Obama's Pick, Sonia Sotomayor, Reflects America
When Supreme Court Justice David Souter announced his planned retirement, the pressure was on President Obama to add a second woman to a bench.
At the same time, Obama was encouraged to pick the first Hipanic justice.
He did both, and a good deal more.
Obama's nomination of Judge Sonia Sotomayor of the United States Court of Appeals for the Second Circuit as his first appointment to the high court, is to made at the White House this morning.
While much will be made of the fact that Obama has chosen a woman of Puerto Rican background to serve on a court that until the 1960s was made up entirely of white man, the president has, as well, chosen a jurist whose specific experience will make her a key player on a court that, in ocming years, will be taking on more and more cases involving financial and economic issues.
Judge Sotomayor's 11 years of service on the federal appeals bench (as an appointee of Bill Clinton) have been served just a few blocks from Wall Street in Manhattan, as were her six years as a federal judge (as an appointee of George H.W. Bush as the recommendation of former New York Senator Daniel Patrick Moynihan).
"As the top federal appeals court in the nation's commercial center," the New York Times notes, "the court is known in particular for its expertise in corporate and securities law."
The daughter of a factory worker who died when she was a child, Sotomayor -- who diagnosed with diabetes as an eight year old -- was raised by her mother, a nurse at a methadone clinic. Inspired by "Perry Mason" television programs, Sotomayor graduated from Princeton University summa cum laude in 1976 and then from attended Yale Law School, where she was an editor of the Yale Law Journal.
Before her appointment to the federal bench, Sotomayor as an assistant district attorney in Manhattan,working with D.A. Robert Morgenthau, who developed a reputation for policing -- or, at least trying to police -- Wall Street.
Obama picked Sotomayor from a slate of women finalists that reportedly included Judge Diane P. Wood of Chicago, Homeland Security Secretary Janet Napolitano and Solicitor General Elena Kagan.
Sotomayor was not the most liberal of the prospective jurists, but that did not matter to conservatives who have been preparing for a fight. Wendy Long, counsel to the right's Judicial Confirmation Network, came out swinging: "Judge Sotomayor is a liberal judicial activist of the first order who thinks her own personal political agenda is more important than the law as written. She thinks that judges should dictate policy, and that one's sex, race, and ethnicity ought to affect the decisions one renders from the bench."

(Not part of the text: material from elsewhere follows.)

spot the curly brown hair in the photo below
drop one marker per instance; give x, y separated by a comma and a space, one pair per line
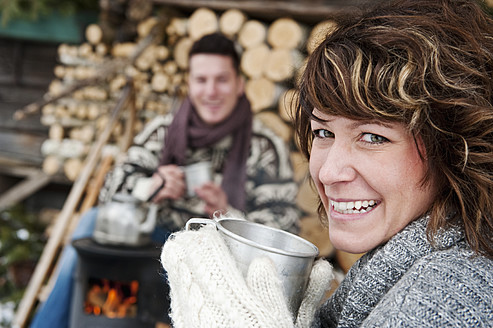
427, 64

That's a reference to a case involving applications for promotions within the New Haven, Connecticut fire department, in which Sotomayor was a member of a judicial panel that objected to tests used to evaluate candidates for promotion when no minority candidates ranked at the top of the list of those who took the test.
That white male jurists agreed with Sotomayor will be lost on her critics. But her record is generally seen as being very much in the mainstream of legal debates about diversity and affirmative action.

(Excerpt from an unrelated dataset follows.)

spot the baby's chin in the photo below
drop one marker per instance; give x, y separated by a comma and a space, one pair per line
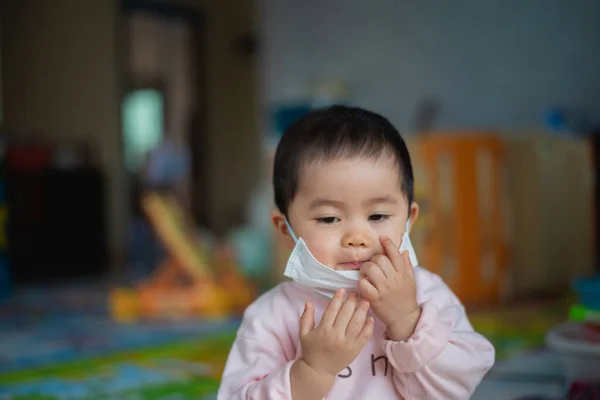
348, 267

The swift strike at this nominee provides a reminder of how important this confirmation battle will be to conservatives, who see the fight to block Obama's first high-court pick as essential to the renewal of their sagging political fortunes.
But Sotomayor will have plenty of allies.

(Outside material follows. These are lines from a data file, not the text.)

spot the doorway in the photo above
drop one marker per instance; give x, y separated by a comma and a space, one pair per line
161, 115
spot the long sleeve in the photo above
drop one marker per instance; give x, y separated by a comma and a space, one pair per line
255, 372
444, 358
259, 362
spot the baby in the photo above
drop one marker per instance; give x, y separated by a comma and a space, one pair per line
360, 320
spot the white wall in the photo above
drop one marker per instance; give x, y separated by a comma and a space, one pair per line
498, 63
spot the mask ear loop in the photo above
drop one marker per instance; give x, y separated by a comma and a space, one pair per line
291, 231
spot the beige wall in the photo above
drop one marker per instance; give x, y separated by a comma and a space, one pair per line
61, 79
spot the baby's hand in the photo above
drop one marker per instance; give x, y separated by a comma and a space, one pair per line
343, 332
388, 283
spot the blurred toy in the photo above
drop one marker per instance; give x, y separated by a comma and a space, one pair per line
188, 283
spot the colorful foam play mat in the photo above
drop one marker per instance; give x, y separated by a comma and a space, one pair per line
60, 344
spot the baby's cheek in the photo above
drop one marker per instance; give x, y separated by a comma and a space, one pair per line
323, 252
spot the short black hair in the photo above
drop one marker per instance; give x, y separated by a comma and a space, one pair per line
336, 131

Even before the nomination was announced, National Organization for Women president Kim Gandy announced that NOW would launch a "Confirm Her" campaign to ensure swift confirmation of the nominee.
"Nominated to serve as the third woman and first Hispanic on the Supreme Court in the history of the United States, Judge Sotomayor will serve the nation with distinction. She brings a lifelong commitment to equality, justice and opportunity, as well as the respect of her peers, unassailable integrity, and a keen intellect informed by experience. President Obama said he wanted a justice with 'towering intellect' and a 'common touch' and he found both in Judge Sotomayor," said Gandy. "What more do women want? We want a swift confirmation in the U.S. Senate, and Associate Justice Sotomayor to join Ruth Bader Ginsburg on the Court before the Senate's August recess."